IT Risk Analyst 1yr Contract to Hire
IRJ last edited by
Located in the Orlando, Florida area...
Contract IS Risk Assessment Analyst – Job Description
The IT Governance, Risk Management & Compliance Analyst is responsible for working with the GRC Leadership team, Information Technology, Business Units, other relevant departments to analyze and implement IT Security & Risk Management frameworks, policies, standards and best practices. Assists in translating industry, government and contractual compliance requirements (PCI-DSS, HIPAA, NIST, etc.) into IT Security & Risk Management frameworks, policies, standards & best practices. Coordinates remediation of non-compliant areas of IT. Supports and coordinates internal and external audits for the areas of IT Security, Risk Management & Compliance.
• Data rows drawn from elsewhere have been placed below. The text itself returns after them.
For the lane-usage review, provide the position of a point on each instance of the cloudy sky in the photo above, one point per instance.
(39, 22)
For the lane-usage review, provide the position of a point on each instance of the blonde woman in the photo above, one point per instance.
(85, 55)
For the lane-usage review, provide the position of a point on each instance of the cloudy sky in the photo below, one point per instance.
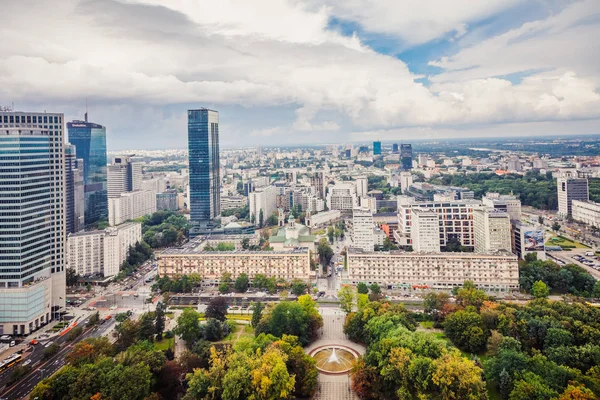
(307, 71)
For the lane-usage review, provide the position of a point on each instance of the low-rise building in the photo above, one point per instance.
(130, 206)
(210, 265)
(323, 218)
(498, 272)
(102, 252)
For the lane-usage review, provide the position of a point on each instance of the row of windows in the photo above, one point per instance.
(31, 119)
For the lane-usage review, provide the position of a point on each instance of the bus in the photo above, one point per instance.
(10, 362)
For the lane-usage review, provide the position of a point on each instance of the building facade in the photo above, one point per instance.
(362, 229)
(130, 206)
(435, 271)
(32, 220)
(376, 148)
(167, 200)
(89, 140)
(123, 176)
(491, 229)
(405, 157)
(262, 199)
(570, 189)
(74, 191)
(102, 252)
(455, 219)
(425, 232)
(210, 265)
(204, 169)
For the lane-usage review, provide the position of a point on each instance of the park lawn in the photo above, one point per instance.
(164, 344)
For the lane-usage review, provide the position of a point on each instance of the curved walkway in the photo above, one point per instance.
(334, 387)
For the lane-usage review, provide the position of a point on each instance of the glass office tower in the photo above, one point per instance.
(204, 169)
(89, 140)
(32, 220)
(406, 157)
(376, 148)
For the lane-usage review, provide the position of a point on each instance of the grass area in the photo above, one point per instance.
(427, 324)
(164, 344)
(565, 243)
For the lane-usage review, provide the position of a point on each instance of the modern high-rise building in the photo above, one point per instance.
(89, 140)
(124, 176)
(204, 165)
(74, 191)
(362, 229)
(32, 220)
(405, 157)
(425, 233)
(570, 189)
(317, 181)
(376, 148)
(491, 229)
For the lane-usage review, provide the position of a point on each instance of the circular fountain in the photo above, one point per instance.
(334, 359)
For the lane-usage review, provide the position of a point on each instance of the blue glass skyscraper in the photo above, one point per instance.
(204, 167)
(376, 148)
(89, 140)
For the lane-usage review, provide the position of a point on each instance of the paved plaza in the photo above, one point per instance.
(334, 387)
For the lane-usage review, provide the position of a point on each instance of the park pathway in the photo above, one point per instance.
(334, 387)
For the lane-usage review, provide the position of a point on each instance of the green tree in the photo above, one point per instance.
(325, 252)
(540, 290)
(362, 288)
(159, 319)
(217, 309)
(376, 293)
(241, 283)
(346, 297)
(555, 226)
(298, 287)
(531, 387)
(188, 327)
(465, 329)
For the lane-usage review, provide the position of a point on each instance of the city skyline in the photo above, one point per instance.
(326, 73)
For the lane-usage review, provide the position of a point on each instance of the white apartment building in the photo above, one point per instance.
(233, 202)
(362, 186)
(492, 230)
(130, 206)
(323, 218)
(587, 212)
(497, 272)
(455, 219)
(210, 265)
(425, 232)
(405, 180)
(570, 189)
(102, 252)
(503, 202)
(342, 196)
(362, 229)
(265, 199)
(156, 185)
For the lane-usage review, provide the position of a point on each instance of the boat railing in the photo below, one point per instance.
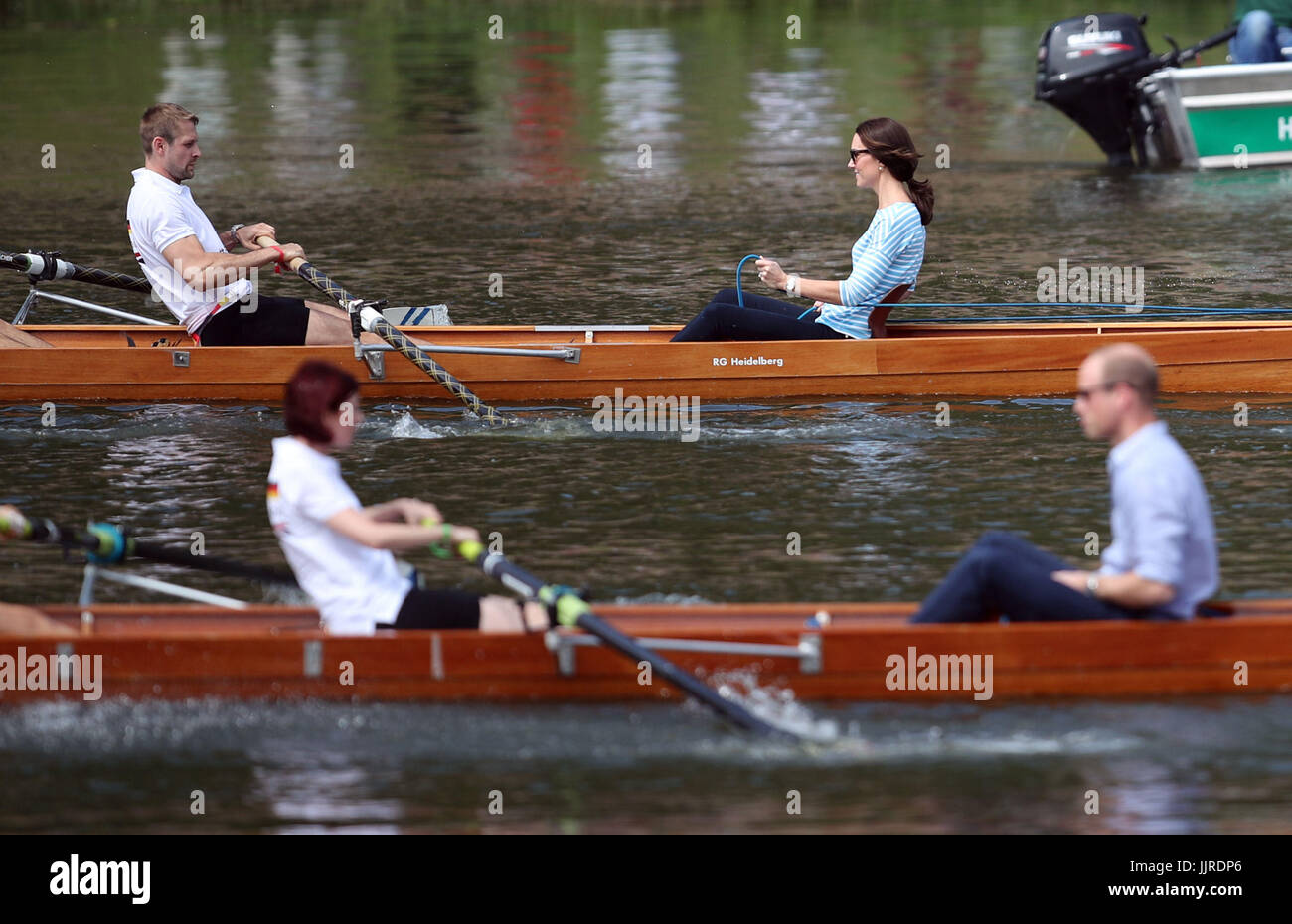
(808, 652)
(35, 293)
(95, 572)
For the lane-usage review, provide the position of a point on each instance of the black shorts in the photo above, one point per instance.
(439, 610)
(275, 322)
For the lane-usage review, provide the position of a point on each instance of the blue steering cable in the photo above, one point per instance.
(739, 293)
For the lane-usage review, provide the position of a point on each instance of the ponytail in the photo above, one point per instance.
(921, 193)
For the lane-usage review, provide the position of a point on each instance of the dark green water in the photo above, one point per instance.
(520, 157)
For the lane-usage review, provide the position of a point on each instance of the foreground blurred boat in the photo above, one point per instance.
(865, 652)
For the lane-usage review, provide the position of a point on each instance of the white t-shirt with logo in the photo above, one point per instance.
(354, 587)
(159, 214)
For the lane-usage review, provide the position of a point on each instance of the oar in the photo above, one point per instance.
(572, 611)
(375, 323)
(108, 544)
(43, 266)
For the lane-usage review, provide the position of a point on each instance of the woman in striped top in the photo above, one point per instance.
(884, 258)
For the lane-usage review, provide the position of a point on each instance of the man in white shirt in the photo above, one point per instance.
(1162, 562)
(188, 262)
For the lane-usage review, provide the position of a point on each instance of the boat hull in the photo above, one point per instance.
(125, 365)
(175, 652)
(1221, 115)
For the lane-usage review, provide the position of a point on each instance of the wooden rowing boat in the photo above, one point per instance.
(580, 364)
(184, 650)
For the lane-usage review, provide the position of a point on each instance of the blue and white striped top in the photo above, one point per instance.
(887, 256)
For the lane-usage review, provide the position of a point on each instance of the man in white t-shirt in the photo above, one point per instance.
(188, 262)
Assists in development and implementation of IT security awareness programs for both technical and non-technical audiences.
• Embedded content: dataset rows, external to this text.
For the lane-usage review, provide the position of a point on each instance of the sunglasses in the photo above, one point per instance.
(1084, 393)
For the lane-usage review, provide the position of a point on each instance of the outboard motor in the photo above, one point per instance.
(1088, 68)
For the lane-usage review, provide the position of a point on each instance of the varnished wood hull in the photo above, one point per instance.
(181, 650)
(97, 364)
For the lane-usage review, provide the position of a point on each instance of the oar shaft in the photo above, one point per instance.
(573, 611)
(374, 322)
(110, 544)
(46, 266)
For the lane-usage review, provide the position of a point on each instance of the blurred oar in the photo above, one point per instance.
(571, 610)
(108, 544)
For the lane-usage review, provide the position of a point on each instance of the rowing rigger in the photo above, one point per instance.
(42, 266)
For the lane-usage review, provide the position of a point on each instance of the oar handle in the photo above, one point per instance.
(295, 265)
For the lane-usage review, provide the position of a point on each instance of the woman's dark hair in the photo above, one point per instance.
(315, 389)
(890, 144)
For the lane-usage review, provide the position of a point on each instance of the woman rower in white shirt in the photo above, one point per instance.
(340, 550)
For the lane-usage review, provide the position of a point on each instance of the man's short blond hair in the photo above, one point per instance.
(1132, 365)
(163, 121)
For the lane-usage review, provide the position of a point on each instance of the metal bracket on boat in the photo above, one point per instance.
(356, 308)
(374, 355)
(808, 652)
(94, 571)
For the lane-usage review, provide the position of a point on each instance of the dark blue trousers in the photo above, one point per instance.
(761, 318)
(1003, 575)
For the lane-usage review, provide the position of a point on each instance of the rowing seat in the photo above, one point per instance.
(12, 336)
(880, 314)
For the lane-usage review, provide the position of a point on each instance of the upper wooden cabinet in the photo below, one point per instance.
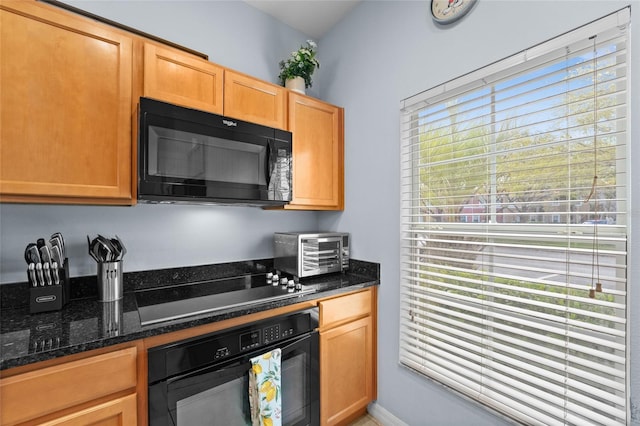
(247, 98)
(65, 107)
(318, 154)
(182, 79)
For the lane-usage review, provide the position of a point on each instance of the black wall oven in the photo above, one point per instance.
(187, 155)
(205, 380)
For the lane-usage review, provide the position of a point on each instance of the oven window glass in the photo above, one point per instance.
(221, 405)
(221, 396)
(296, 392)
(185, 155)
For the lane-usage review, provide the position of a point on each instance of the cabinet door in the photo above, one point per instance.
(346, 370)
(65, 107)
(116, 412)
(253, 100)
(182, 79)
(318, 163)
(48, 390)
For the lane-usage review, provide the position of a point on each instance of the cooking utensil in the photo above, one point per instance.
(92, 249)
(58, 236)
(47, 273)
(54, 270)
(56, 256)
(123, 249)
(40, 243)
(117, 249)
(31, 254)
(33, 282)
(109, 248)
(40, 274)
(45, 253)
(56, 242)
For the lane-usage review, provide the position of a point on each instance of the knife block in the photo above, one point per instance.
(45, 299)
(51, 297)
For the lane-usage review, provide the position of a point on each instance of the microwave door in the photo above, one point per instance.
(279, 167)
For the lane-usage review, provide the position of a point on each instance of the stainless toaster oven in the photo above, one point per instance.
(306, 254)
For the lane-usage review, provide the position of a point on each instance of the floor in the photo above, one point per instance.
(366, 420)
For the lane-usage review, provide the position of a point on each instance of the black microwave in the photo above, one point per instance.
(191, 156)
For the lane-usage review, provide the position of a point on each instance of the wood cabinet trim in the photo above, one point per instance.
(209, 100)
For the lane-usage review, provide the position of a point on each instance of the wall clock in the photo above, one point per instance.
(448, 11)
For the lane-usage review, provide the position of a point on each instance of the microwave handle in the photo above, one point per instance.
(267, 162)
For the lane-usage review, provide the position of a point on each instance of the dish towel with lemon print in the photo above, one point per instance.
(265, 395)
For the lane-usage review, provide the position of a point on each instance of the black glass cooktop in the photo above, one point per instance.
(170, 303)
• Supports the work of the IT Security Governance, Risk Management & Compliance (GRC) department who are responsible for analyzing and implementing IT Security & Risk Management frameworks policies, standards and best practices.
• Executes regular or scheduled tasks as assigned, summarizing and reporting findings, ensuring that audit issues and associated root causes are understood, well defined and presented to GRC leadership.
• Assist in the development of formal written reports to communicate audit results to management and makes recommendations as appropriate.
• Works with GRC Leadership, Information Technology and Business Units to document and implement IT Security & Risk Management frameworks, policies, standards and best practices.
• Supports and coordinates internal and external audits for the areas of IT Security and Risk Management.
• Coordinates remediation for non-compliant areas of IT.
• Maintain a high level of technical expertise on selected vendor products to assist team leadership in identifying the ones that best meet the organization needs.
• Maintains up to date knowledge of security laws, principles and best practices.
• Stay current with emerging threats and trends.
• Assist teams in various security and privacy risk mitigation efforts.
• Monitor and process Service ticket queues.
• Assists with vulnerability management.
• Conduct risk assessments and audits on the organization's information technology infrastructure.
• Identify Cyber Security threats/Vulnerabilities and escalate to senior team members.
• Work with a team of Cyber Security Engineers across multiple software programs.
• Ability to work individually and on team projects in an environment of teamwork and cooperation.
• Performs general project planning tasks such as project risk assessments, alternative implementation analysis, and project status tracking and reporting.
Associate’s degree in Computer Science (or equivalent). Two (2) years of directly related work experience may substitute for the Associate’s degree (in addition to the requirements listed in the Experience section)
Required: At least one Security Governance, Risk and Compliance related certification (Security+/CISSP/GIAC/CRISC/ CGEIT/ PMI-RMP/ CRMA/ GRCP etc…)
Three (3) years’ experience in information technology including one year of IS Security Risk Assessment related experience.